The operator at helm-chart version 0.8.6 does not install the v2alpha1 CRD. Trying to use the v2alpha1 spec but marked as v1alpha1 also results in an error.
[~]$ kubectl api-resources | grep datadog
datadogagents                             dd            datadoghq.com/v1alpha1                 true         DatadogAgent
datadogmetrics                                          datadoghq.com/v1alpha1                 true         DatadogMetric
datadogmonitors                                         datadoghq.com/v1alpha1                 true         DatadogMonitor
It appears the CRD at datadog-operator/bundle/manifests/datadoghq.com_datadogagents.yaml is not updated to the latest CRD from the helm-chart repo though I'm not sure if its the source of truth for what gets bundled.
It is odd though, the original error reported in this issue seems to indicate the new CRD spec trying to be patched. I'm just operating with limited information based on the errors presented to me.
I was able to completely unblock myself by upgrading the operator to 0.8.1 first, deleting the DatadogAgent deployment, and THEN redeploying the v1alpha1 spec after upgrading to 0.8.6.
also curious about this
To clarify testing on another cluster from 7.10. I did some more thorough testing, I wasn't able to upgrade straight to 0.8.6 even after deleting the datadogagents resource.
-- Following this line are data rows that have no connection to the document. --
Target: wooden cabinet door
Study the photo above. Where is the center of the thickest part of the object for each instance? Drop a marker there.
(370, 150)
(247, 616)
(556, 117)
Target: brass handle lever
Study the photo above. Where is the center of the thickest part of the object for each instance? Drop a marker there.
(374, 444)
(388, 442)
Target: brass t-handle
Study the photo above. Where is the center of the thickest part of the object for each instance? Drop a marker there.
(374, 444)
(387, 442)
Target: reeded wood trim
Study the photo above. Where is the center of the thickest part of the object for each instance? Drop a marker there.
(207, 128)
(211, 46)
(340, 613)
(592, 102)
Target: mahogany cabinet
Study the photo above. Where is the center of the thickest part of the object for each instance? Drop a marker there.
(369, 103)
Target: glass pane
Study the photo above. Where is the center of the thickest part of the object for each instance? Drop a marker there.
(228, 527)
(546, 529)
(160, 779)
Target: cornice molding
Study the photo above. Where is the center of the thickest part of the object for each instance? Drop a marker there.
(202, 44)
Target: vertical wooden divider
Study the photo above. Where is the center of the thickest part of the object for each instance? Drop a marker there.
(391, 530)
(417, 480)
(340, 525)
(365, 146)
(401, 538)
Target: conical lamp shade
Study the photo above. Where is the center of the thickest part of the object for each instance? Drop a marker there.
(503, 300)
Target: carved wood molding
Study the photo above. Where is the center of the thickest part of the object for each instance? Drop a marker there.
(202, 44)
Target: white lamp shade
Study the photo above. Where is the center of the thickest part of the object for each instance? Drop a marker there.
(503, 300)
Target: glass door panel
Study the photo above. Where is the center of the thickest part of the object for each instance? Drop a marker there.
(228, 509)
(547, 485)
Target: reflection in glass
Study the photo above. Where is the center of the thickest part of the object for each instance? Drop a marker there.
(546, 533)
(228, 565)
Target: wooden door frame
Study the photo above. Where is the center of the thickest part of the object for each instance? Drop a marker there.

I stepped down each version until I was able to upgrade to 0.8.3 which then allowed me to apply 0.8.6
0.8.4 & 0.8.5 error differs from the straight 0.8.6 error:
│ Error: template: datadog-operator/charts/datadog-crds/templates/datadoghq.com_datadogmonitors_v1beta1.yaml:1:41: executing "datadog-operator/charts/datadog-crds/templates/datadoghq.com_datadogmonitors_v1beta1.yaml" at <semverCompare "<=21" .Capabilities.KubeVersion.Minor>: error calling semverCompare: Invalid Semantic Version
│
│   with module.datadog-operator[0].helm_release.datadog-operator,
│   on modules/datadog-operator/main.tf line 62, in resource "helm_release" "datadog-operator":
│   62: resource "helm_release" "datadog-operator" {
│
@GenPage So when i tried to upgrade from 0.8.0 to 0.8.6 i got this error
Helm install failed: template: datadog-operator/charts/datadog-crds/templates/datadoghq.com_datadogmonitors_v1beta1.yaml:1:41: executing "datadog-operator/charts/datadog-crds/templates/datadoghq.com_datadogmonitors_v1beta1.yaml" at <semverCompare "<21" .Capabilities.KubeVersion.Minor>: error calling semverCompare: Invalid Semantic Version
So if i understand upgrading from 0.8.0 to 0.8.3 should be fine and once thats done i can upgrade to 0.8.6
Is that the upgrade path i should try..Also do i still need to delete anything seperately?
Yes, that's how I was able to get Helm to apply successfully. I did not delete anything.
Hello, sorry for not getting to the issue on time. Operator v0.x is no longer supported and we recommend migrating to most recent version of v1.x.
Please open a new issue if there is anything blocking migration or you experience same issue in v1.x.